A gente não separa ativismo de jornalismo, acreditamos que é tudo a mesma coisa. Não dá mais pra ter a imparcialidade como um valor, isso não existe, e quem vem do campo criativo, artístico, lida muito melhor com esse fato. As pessoas são formadas pelo seu acúmulo de experiências e crenças, isso inevitavelmente vai ta impresso em seu trabalho.

A gente prefere assumir essa parcialidade, deixar ela bem evidente, pra que as pessoas saibam de onde falamos e com quem estamos. É mais honesto desse jeito.

Estamos em um momento de transformação na fotografia jornalística, com vídeo, transmissão rápida de informação. Quais caminhos vocês acreditam que o fotojornalismo irá seguir?

O futuro é uma idéia velha. O novo fotojornalismo está acontecendo agora, com milhares de pessoas indo pras ruas, documentando, distribuindo suas imagens de forma independente e se capacitando à medida que podem, com os recursos que têm, isso é lindo. Tem excelentes coletivos aí fazendo trabalhos de muita qualidade: Coletivo Rua, SelvaSP, coletivo Nigéria, 12PM, Garapa, 99Erro, Mariachi, Carranca, o Máfia e o SUB da argentina..

O jornalismo profissional morre de medo dessa massa de mídia, mas não consegue ver que isso só vai melhorar o jornalismo!
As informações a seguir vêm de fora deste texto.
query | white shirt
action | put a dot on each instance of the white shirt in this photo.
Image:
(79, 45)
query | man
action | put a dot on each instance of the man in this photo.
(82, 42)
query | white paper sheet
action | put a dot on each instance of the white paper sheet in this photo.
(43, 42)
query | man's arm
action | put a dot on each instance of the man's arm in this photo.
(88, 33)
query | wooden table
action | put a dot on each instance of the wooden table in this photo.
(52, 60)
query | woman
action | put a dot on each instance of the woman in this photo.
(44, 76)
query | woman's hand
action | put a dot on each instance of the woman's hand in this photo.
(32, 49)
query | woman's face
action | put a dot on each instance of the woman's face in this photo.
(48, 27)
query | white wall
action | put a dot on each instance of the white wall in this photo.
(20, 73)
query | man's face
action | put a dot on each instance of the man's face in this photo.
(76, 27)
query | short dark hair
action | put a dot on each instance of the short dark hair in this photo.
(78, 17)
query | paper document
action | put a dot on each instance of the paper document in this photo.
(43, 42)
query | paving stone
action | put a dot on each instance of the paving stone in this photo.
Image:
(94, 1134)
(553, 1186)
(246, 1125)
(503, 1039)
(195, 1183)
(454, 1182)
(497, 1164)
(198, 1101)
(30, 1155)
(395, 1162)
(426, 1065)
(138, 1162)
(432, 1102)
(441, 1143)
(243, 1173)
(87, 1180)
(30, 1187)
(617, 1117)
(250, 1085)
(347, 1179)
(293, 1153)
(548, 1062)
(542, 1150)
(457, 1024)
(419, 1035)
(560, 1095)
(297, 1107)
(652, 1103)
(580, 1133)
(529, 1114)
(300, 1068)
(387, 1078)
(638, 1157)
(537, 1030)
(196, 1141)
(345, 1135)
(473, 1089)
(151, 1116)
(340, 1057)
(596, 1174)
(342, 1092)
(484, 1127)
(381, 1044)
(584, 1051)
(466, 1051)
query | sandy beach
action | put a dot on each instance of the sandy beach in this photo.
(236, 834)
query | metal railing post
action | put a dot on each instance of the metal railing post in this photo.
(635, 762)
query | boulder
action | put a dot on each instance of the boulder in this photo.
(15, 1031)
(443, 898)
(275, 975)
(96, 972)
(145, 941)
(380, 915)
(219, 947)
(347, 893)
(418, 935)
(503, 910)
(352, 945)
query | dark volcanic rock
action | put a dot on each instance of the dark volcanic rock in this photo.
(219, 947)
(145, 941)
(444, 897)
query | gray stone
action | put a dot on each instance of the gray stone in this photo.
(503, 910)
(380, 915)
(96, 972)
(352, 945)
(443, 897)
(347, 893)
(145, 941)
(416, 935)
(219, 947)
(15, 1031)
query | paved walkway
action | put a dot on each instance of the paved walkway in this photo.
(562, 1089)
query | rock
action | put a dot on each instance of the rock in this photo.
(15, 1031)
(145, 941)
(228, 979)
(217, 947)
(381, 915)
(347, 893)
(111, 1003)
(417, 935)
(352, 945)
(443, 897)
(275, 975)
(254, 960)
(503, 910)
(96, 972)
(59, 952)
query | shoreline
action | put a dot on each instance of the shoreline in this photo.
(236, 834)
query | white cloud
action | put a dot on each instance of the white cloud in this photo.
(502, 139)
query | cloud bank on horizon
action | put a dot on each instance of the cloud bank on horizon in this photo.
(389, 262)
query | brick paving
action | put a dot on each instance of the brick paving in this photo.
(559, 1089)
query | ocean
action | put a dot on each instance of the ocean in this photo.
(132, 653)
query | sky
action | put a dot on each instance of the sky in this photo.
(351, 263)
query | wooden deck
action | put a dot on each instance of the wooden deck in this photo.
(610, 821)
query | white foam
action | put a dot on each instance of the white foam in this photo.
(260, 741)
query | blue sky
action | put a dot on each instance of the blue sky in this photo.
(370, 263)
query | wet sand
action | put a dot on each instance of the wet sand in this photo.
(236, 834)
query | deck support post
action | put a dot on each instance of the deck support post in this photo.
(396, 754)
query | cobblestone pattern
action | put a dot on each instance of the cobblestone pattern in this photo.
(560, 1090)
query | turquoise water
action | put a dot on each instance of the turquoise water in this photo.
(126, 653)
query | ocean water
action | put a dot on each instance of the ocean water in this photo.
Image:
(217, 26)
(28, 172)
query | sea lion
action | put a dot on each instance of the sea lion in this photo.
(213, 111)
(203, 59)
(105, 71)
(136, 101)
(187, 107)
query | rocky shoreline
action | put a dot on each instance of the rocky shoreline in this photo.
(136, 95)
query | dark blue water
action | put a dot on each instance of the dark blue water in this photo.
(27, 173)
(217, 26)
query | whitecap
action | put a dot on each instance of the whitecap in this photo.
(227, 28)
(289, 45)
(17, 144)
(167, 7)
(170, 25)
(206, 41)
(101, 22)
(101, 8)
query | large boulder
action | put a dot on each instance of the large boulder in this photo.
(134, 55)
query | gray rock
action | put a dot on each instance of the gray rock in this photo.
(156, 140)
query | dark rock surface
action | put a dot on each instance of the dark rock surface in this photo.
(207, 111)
Agora temos sempre dezenas de fontes pra tudo que acontece, vídeos pipocam na timeline, as contra-narrativas dominam as redes sociais, ficou mais difícil manipular, omitir. Nunca vivemos em uma época tão boa para o fotojornalismo. As pessoas estão fissuradas por novas histórias, personagens, tramas e dramas da vida real. Os bons trabalhos vão sempre estar à vista, agora de uma maneira muito mais democrática. Vivemos algo parecido, acredito, quando do surgimento da Kodak e aquela parafernalha toda que fazia qualquer um virar fotógrafo. Tinha gente falando que a fotografia morria ali, tem gente falando isso até hoje..

Há uma busca por um padrão visual dentro da Mídia NINJA? Como vocês mantém a qualidade do que é apresentado?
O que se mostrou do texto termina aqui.